In Harlingen, Texas, attorney Jodi Goodwin says just over two weeks ago she reunited a migrant father with his 7-year-old child after they had been kept apart for 14 months. The child is one of 2,814 possible defendants in a class action lawsuit against Immigration and Customs Enforcement (ICE), a case known as Ms. L v ICE, which represents the children separated during the implementation of the Administration’s Zero Tolerance policy. Even though thousands of children separated under that policy have so far been reunited, 27 remain in government custody as of September 6, according to court records.
Attorney Efrén Olivares in McAllen, Texas, says he recently saw the separations of two children from their parents — over a year since June 2018, when President Trump signed an executive order ending family separation. Later that month, a federal judge ordered the children separated during Zero Tolerance to be reunited with their parents or sponsors.
The ACLU argued in federal court Friday that the children separated since that injunction have been wrongfully taken from their parents in violation of the administration’s own executive order, saying the separations have been ordered on grounds including a parent’s minor criminal offense — such as a parking violation or DUI. The ACLU called on the judge hearing the case to block such separations — Lee Gelernt, the lead attorney in the case, tells TIME the ACLU estimates about 1,000 currently-separated children fall into this category — and only allow in instances when a parent is deemed a danger to a child. (For example, having a criminal record of child abuse.)

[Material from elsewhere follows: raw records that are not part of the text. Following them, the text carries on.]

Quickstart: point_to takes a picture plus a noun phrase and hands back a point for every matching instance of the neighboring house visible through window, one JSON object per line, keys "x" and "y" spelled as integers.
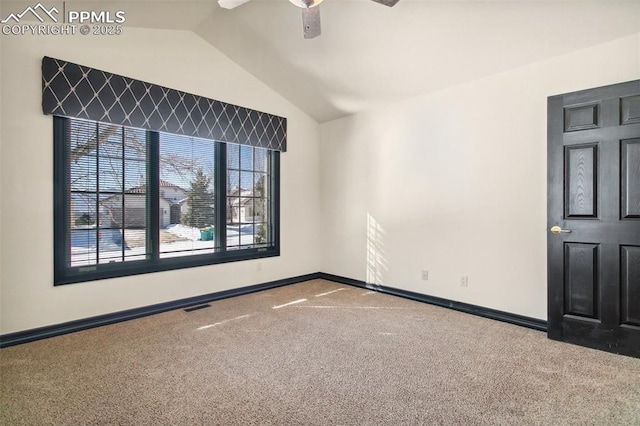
{"x": 131, "y": 201}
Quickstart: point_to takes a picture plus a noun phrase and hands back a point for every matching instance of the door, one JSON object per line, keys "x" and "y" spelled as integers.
{"x": 593, "y": 242}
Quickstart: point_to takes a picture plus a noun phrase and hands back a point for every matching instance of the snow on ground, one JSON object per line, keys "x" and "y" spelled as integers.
{"x": 83, "y": 244}
{"x": 184, "y": 231}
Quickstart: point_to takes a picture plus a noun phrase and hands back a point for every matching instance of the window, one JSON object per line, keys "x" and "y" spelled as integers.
{"x": 130, "y": 201}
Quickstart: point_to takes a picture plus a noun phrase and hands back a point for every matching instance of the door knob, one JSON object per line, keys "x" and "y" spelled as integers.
{"x": 557, "y": 230}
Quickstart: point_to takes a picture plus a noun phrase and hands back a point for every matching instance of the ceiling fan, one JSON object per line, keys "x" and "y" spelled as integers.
{"x": 310, "y": 12}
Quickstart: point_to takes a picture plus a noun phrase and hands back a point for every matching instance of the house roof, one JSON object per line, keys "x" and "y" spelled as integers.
{"x": 141, "y": 189}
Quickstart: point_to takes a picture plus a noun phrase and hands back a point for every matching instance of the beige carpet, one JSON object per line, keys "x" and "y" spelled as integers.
{"x": 315, "y": 353}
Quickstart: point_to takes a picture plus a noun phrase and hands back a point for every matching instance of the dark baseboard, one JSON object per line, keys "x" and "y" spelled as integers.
{"x": 26, "y": 336}
{"x": 32, "y": 335}
{"x": 520, "y": 320}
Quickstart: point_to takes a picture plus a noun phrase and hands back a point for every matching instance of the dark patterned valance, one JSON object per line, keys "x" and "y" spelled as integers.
{"x": 72, "y": 90}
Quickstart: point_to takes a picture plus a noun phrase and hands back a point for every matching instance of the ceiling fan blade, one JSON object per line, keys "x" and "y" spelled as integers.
{"x": 311, "y": 22}
{"x": 231, "y": 4}
{"x": 389, "y": 3}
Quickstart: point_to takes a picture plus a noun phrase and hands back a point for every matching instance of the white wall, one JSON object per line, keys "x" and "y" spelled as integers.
{"x": 175, "y": 59}
{"x": 455, "y": 182}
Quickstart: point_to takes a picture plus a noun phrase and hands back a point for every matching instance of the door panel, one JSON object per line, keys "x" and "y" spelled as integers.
{"x": 581, "y": 177}
{"x": 582, "y": 271}
{"x": 630, "y": 161}
{"x": 630, "y": 294}
{"x": 594, "y": 197}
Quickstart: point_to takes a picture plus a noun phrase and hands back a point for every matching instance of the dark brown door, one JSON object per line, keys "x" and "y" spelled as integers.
{"x": 594, "y": 205}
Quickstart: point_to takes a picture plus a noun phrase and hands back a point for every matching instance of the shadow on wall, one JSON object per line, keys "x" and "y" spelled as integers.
{"x": 376, "y": 260}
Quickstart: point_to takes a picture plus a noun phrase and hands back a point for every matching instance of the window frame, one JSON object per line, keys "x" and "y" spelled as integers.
{"x": 66, "y": 274}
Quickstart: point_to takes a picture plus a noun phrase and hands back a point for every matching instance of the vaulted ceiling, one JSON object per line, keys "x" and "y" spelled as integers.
{"x": 369, "y": 55}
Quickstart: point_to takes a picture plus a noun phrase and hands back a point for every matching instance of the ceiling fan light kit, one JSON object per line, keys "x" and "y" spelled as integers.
{"x": 310, "y": 12}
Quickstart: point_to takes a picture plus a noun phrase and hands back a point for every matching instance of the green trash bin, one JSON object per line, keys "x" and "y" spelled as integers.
{"x": 207, "y": 234}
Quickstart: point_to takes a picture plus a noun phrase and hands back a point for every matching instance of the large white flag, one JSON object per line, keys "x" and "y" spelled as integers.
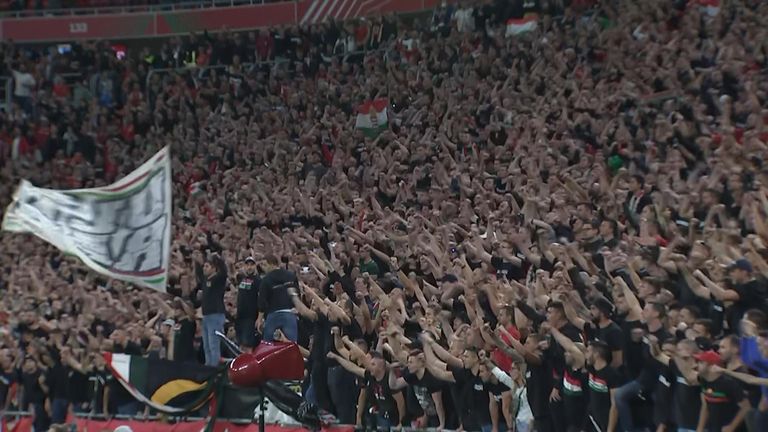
{"x": 122, "y": 230}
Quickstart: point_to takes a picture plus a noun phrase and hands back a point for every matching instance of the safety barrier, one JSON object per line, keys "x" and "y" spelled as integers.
{"x": 201, "y": 71}
{"x": 248, "y": 14}
{"x": 15, "y": 421}
{"x": 131, "y": 8}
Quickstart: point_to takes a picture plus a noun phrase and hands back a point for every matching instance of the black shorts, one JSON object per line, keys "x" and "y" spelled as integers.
{"x": 245, "y": 330}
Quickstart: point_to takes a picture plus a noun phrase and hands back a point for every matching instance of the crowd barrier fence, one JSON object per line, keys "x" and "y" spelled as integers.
{"x": 21, "y": 421}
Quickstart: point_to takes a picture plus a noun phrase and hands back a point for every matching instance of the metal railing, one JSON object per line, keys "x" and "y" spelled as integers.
{"x": 200, "y": 71}
{"x": 128, "y": 8}
{"x": 6, "y": 98}
{"x": 17, "y": 415}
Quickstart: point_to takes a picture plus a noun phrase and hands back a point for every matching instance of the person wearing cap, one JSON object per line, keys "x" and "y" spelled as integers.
{"x": 275, "y": 301}
{"x": 601, "y": 328}
{"x": 724, "y": 404}
{"x": 743, "y": 291}
{"x": 247, "y": 304}
{"x": 212, "y": 282}
{"x": 602, "y": 383}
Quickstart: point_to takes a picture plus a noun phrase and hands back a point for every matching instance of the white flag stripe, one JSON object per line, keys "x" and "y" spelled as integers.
{"x": 320, "y": 12}
{"x": 341, "y": 8}
{"x": 310, "y": 11}
{"x": 122, "y": 231}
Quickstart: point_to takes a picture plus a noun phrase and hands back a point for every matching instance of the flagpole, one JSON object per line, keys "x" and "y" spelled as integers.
{"x": 262, "y": 408}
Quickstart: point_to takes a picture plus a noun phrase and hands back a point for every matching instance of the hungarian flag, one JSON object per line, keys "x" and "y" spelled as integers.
{"x": 166, "y": 386}
{"x": 710, "y": 7}
{"x": 522, "y": 25}
{"x": 372, "y": 117}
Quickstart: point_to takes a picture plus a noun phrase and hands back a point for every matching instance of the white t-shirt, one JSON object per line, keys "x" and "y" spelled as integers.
{"x": 464, "y": 20}
{"x": 24, "y": 83}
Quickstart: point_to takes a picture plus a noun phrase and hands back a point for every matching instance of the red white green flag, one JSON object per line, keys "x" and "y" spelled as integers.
{"x": 372, "y": 117}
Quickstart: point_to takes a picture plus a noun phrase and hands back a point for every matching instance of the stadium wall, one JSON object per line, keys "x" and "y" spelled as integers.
{"x": 161, "y": 23}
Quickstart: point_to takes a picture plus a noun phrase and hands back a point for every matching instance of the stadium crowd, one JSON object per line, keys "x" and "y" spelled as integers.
{"x": 560, "y": 230}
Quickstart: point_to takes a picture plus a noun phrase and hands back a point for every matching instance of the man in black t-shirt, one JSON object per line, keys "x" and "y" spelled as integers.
{"x": 427, "y": 389}
{"x": 556, "y": 318}
{"x": 35, "y": 391}
{"x": 654, "y": 315}
{"x": 275, "y": 303}
{"x": 604, "y": 329}
{"x": 247, "y": 304}
{"x": 471, "y": 396}
{"x": 724, "y": 404}
{"x": 377, "y": 397}
{"x": 750, "y": 293}
{"x": 602, "y": 383}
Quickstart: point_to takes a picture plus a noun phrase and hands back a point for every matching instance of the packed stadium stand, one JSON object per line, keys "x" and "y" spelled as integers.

“We’ve had instances of fathers separated from their children because the last time the father was in the U.S. years ago, he got a ticket for driving with an expired license,” Olivares says. “He was arrested, and therefore now has a criminal conviction on his record, and that is the justification for the separation.”
Under the administration’s policy, children can be removed from parents who are facing criminal prosecution for any charges.
“I think that we’re looking at the biggest moment in the case since it began,” Gelernt told the judge at the Friday hearing. ICE tells TIME it will not comment on pending or ongoing litigation, but deputy assistant attorney general Scott Stewart called Gelernt’s proposal “an irresponsible approach” at the Friday hearing.
In Judge Dana Sabraw’s closing statements, he expressed concerns over a blanket implementation of the ACLU’s proposal that criminal records be discounted as a justification for separation. Sabraw noted a hypothetical situation in which a father with an assault charge on his record could still be a loving and dedicated parent, but that such a violent criminal past may, or should, still weigh on the court’s decision whether or not that father can be detained in the same facility as his child, and other children.
Judge Sabraw, of the Southern District of California, has not yet issued a ruling.
The hearing is one of many legal challenges the Trump Administration has faced since family separation under the administration’s Zero Tolerance Policy began in April 2018. The ACLU estimates that more than 2,000 children were separated before the official start of Zero Tolerance in addition to the thousands separated since Zero Tolerance began.